Open Access Thesis
Master of Science in Mechanical Engineering (M.S.M.E.)
Year Degree Awarded
Month Degree Awarded
During the construction of the new 3 story, 25,000+ square foot police station, a decision was made to participate in the LEED program to ensure the building had low operating costs, reduced emissions, conserved water and overall energy. The design of the building includes a primary-secondary ground source heat pump (GSHP) loop, a Dedicated Outside Air System (DOAS) with Energy Recovery Ventilation (ERV) wheel, all controlled by CO2 monitoring through Demand Control Ventilation (DCV) to supply heat pumps located in each space; all monitored by a Building Automation System (BAS).
The building’s future energy performance was predicted through an energy simulation model (ESM) software. Measurement and verification (M&V) was then performed on the building to determine its actual energy performance. Data was collected through the building’s electrical meters, the building automation system (BAS), and other techniques to determine discrepancies. Installed electrical submetering along with ESM results helped identify faults on a subcomponent level.

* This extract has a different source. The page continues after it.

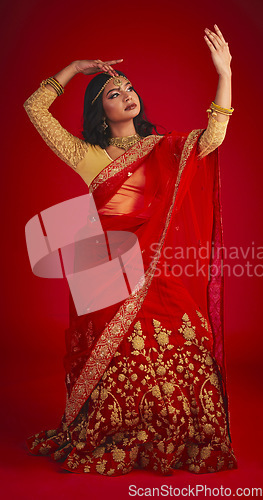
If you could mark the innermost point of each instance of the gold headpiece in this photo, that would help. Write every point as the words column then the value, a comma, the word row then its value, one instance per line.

This bottom up approach helped drive a successful retro-commissioning of the building systems reducing energy consumption.

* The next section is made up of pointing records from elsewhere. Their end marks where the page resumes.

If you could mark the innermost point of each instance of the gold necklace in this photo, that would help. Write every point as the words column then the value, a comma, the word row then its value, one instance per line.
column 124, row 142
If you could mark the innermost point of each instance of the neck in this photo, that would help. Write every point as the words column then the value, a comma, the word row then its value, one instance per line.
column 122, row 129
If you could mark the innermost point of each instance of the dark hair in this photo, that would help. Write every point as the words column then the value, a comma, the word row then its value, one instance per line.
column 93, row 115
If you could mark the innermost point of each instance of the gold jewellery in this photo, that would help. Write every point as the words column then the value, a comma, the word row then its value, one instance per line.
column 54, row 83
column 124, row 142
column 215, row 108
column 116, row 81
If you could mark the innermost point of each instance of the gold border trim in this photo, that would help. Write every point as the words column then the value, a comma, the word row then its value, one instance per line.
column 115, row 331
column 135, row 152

This thesis will detail a methodology for retro-commissioning of underperforming new-construction buildings. Optimization of the building’s systems will be facilitated through utilization of the M&V and ESM data. Discussed will be techniques and strategies to benchmark the building’s systems, providing utility from the retro-commissioning and M&V results, to determine the value of the ESM. Last will be to discuss and demonstrate the future benefits of utilizing this real-time data to help building operators reduce, manage, and sustain their energy consumption profiles.
Dragoljub B Kosanovic
Jason J Burbank
Marmaras, Justin M., "Measurement and Verification - Retro-Commissioning of a LEED Gold Rated Building Through Means of an Energy Model: Are Aggressive Energy Simulation Models Reliable?" (2014). Masters Theses. 31.